Esse era o único caminho que eles conheciam; muitos se perdiam tentando contorná-lo na esperança de evitar as partes mais desagradáveis.

Saímos bem na entrada de pedra, coberta de musgo e coberta de arbustos. Mas...

— Onde ele está? — perguntei, observando os arredores com tanta rapidez que meus globos oculares doeram.

Só quando minha voz cortou o ar foi que reparei no silêncio mortal, antigo e primitivo. Meus pelos se arrepiaram. Não me admirava a Vidente ter nos mandado buscar sua ampulheta; ninguém em sã consciência iria até ali apenas por capricho.

— Quem vai primeiro? — perguntou Jake.

Trocamos um olhar entre nós, e depois espiamos a fenda que dava para o lado de dentro, apreensivos. Era o mistério que corroía, não saber o que nos esperava.

— Juntos? — sugeri, mas foi uma ideia boba, não caberíamos todos de uma vez. A menos que fôssemos em linha. Estendi minha mão para Annabell, e a outra, hesitante, para Luke, que estava logo na minha frente.

Como uma corrente, respiramos fundo e demos o primeiro passo.

Só torcia para que na nossa não houvesse um elo mais fraco. E que não fosse eu.

O ar parado, úmido e doce, era previsto. O chão irregular, os ecos, a escuridão. Acender ou não acender uma luz? O que era mais importante: não ser visto ou ver? Decidimos que era enxergar. A bola luminosa não era grande ou forte demais, mas era reconfortante conforme nos seguia pela passagem estreita e gelada de pedra e líquen.

Certa vez, depois de um blackout, a mãe de Elena fora a procura de velas no escuro e caíra da escada, quebrando o braço. O som nos fizera quase saltar até o teto, como gatos eriçados. "Se tivesse que escolher entre ver e ouvir, qual preferiria perder?", indagara Elena. Nenhum, era a minha resposta, mas se eu tivesse, ela insistira. Ela disse visão, pois não aguentaria não ser capaz de ouvir música. Mas eu respondi que a ideia de nunca mais ver o pôr-do-sol, o rosto da minha mãe, mesmo que em uma fotografia, a floresta nos dias de neve, como se estivesse coberta de açúcar de confeiteiro, a forma como o rosto inteiro de alguém se transforma quando ri verdadeiramente, ou os olhos da pessoa por quem eu me apaixonasse ao me ouvir dizer "eu te amo" pela primeira vez — a ideia de não poder ver isso tudo — me desesperava.

Dentro daquela caverna, era, acima de tudo, parte do instinto de sobrevivência.

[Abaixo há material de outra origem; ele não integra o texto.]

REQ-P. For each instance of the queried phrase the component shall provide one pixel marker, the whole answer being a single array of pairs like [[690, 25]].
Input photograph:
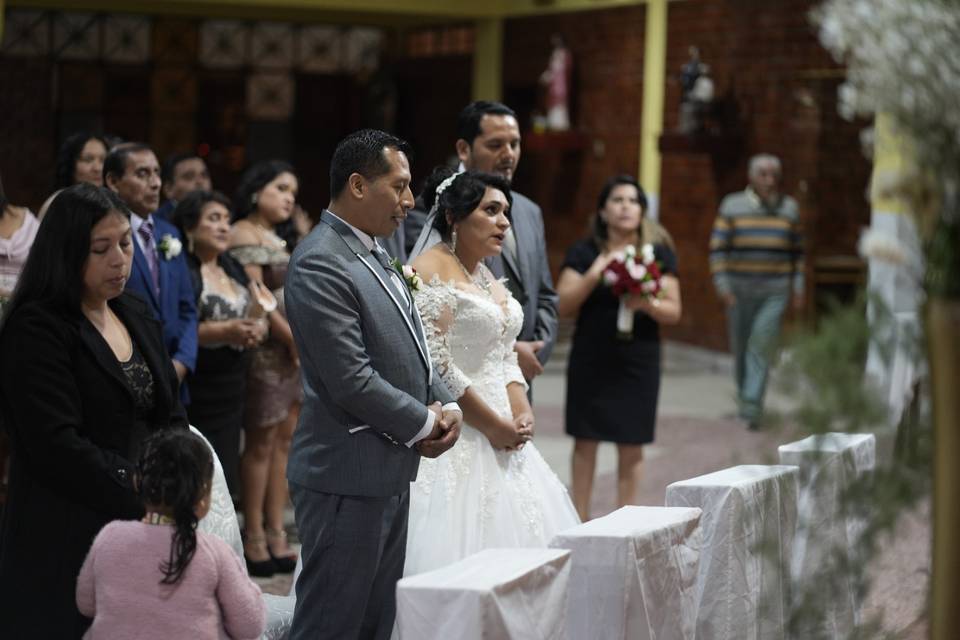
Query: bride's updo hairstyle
[[461, 197]]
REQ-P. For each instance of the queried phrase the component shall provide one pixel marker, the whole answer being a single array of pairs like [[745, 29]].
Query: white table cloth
[[520, 594], [748, 522], [634, 574], [827, 529]]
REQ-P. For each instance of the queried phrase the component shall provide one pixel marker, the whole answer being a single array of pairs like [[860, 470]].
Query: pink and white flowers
[[630, 273], [409, 275]]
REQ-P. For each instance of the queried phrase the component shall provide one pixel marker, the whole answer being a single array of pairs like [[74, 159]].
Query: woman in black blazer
[[84, 378]]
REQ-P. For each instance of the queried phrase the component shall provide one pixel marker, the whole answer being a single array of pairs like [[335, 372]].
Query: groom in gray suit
[[373, 402]]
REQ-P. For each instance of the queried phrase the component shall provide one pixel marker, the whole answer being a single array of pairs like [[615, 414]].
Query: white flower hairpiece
[[443, 187]]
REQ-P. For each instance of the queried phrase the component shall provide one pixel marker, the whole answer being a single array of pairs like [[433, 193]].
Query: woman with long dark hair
[[160, 577], [84, 379], [493, 488], [613, 381], [260, 241], [79, 160], [226, 329]]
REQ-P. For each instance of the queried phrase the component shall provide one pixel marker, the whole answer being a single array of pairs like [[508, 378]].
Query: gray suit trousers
[[354, 550]]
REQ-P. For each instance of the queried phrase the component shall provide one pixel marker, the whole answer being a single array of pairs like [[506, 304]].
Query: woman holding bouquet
[[613, 377]]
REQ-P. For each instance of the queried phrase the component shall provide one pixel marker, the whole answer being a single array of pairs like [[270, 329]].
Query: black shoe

Para avaliar as ameaças e não deixar a mente viajar para lugares longe demais, assustadores demais.

Pingos caíam das estalactites, quase criando uma melodia.

Só víamos paredes de rocha e insetos. Nem morcegos saíram dali voando. Mesmo assim, sentia-me observada, como olhos queimando na minha nuca. Aí atingimos uma bifurcação. De um lado, um som de rocha raspada — medonho — e do outro... nada. Mas a abertura era ilumina por pontos azuis fluorescentes, como vaga-lumes, semelhantes às Arachnocampa luminosas nas Cavernas de Waitomo, na Nova Zelândia.

Podia ser uma armadilha. Ou a armadilha podia ser a obviedade de que era uma armadilha. Ou, talvez, os dois caminhos levassem a um destino horrível.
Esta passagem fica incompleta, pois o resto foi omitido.